Vibrant Work! Mar 13, 2008
Beautiful book. Superb style. Captivating content. A one of a kind book that can be enjoyed by everyone! I am an avid reader of ancient Greek and Roman history, my passion living on past my University days. I can honestly say that it has been quite a while since I have enjoyed a book on philosophy as much as I did this one. The combination of ancient philosophy and ancient history is in near perfect form throughout this book. I tend to tire of pure philosophy texts quickly, if not immediately, but To Think Like God held my attention the entire way through. It's a brilliant departure from a pretentious philosophy essay or a mind-numbing history text, both of which can be found in abundance these days. I think that many have forgotten the importance of weaving history into philosophy. This breaks that boring trend and provides the reader with insights to early philosophy, relevant historical information, even some rarely known, intriguing history bits are sewn in; Not to mention the vivid illustrations that, page after page, bring an unheard of vibrancy to philosophy and history alike.
I must commend the author on his writing style, for I seldom find myself immersed in a book so fluid. His language and structure are married beautifully. A pure joy to read! I keep this book on my coffee table and have yet to find a person who neglects to take a peek at it when visiting.
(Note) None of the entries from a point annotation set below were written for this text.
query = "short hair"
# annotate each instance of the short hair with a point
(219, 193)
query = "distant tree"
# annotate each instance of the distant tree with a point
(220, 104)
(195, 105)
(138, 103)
It's interesting and exceptional no matter the situation; I'd recommend this to anyone with a valid brain wave.
2005 Writers Notes Book Award Winner Jul 11, 2005
Hermann illuminates lesser-known Greek figure Parmenides in this carefully constructed treatise on the early years of philosophy. Beginning with his more famous contemporary, Pythagoras, the book delves into the curious sides of Pythagoreanism, exposing the vulnerabilities of this calculating thinker. Clearly, the author prefers the less exacting measures of Parmenides, who sought to include more than he eliminated. Side by side, the two philosophers make an interesting comparison, like pairing a physicist with a politician. Hermann attempts to personalize these historical figures whenever possible. Sharp illustrations bolster the narrative, carrying it beyond the dry prose often found in other texts.
A Misleading Account Feb 14, 2005
This book was an attempt at writing a persuasive paper designed to minimalize the works of Pythagoras and his followers in order to lift up Parmenides onto a pedestal. The author treats the Pythagoreans as having flawed ideas so that he can then claim that Parmenides came and had the correct or proper way of defining philosophy.
Reasons behind this could stem from the fact that both Pythagoras and Parmenides lived during the same time period, and he needed to degrade Pythagoras in order to show that Parmenides made the greatest contribution to the start of philosophy as being the "better" pre-Socratic thinker.
The funny truth of the matter is that Pythagoras is probably more widely known for his and his group's accomplishments than Parmenides, and it is a shame the author felt as though he had to exclude a brilliant philosopher in order to champion another.
I have considered myself to be a practical philosopher, a person who can take ideas and test them towards real world goals. This way of operating makes philosophy a tool one can use to navigate through life's unpredictable outcomes. Pythagoras had a series of precepts that he taught his students and his followers continued this regimen in order to not just think, but to do. The author is scared to admit this, to recognize this philosophy, because then it would jeopardize the perceived achievements of his idol Paremides.
One of the limitations I see with current academic philosophy is that it is stuck within the very mindset that the author has, which is that philosophy is just about thinking for the sake of thought and thought alone. Other academic professors share his view. This is a very narrow view, and it does not help the field of philosophy to hold such a view. Philosophy is a large umbrella full of ideas which have sprouted just about all the major fields of study taught in universities today. Philosophy needs to find the connections it made long ago and claim credit for the broad body of knowledge that has been a neccesary part of the functionality of societies both past, present, and into the forseeable future. Trying to create a niche in philosophy in order to make it stand out will just turn away those students and practitioners who know that there are a panorama of philosophies both practiced and taught and that it is this trait which makes philosophy so special.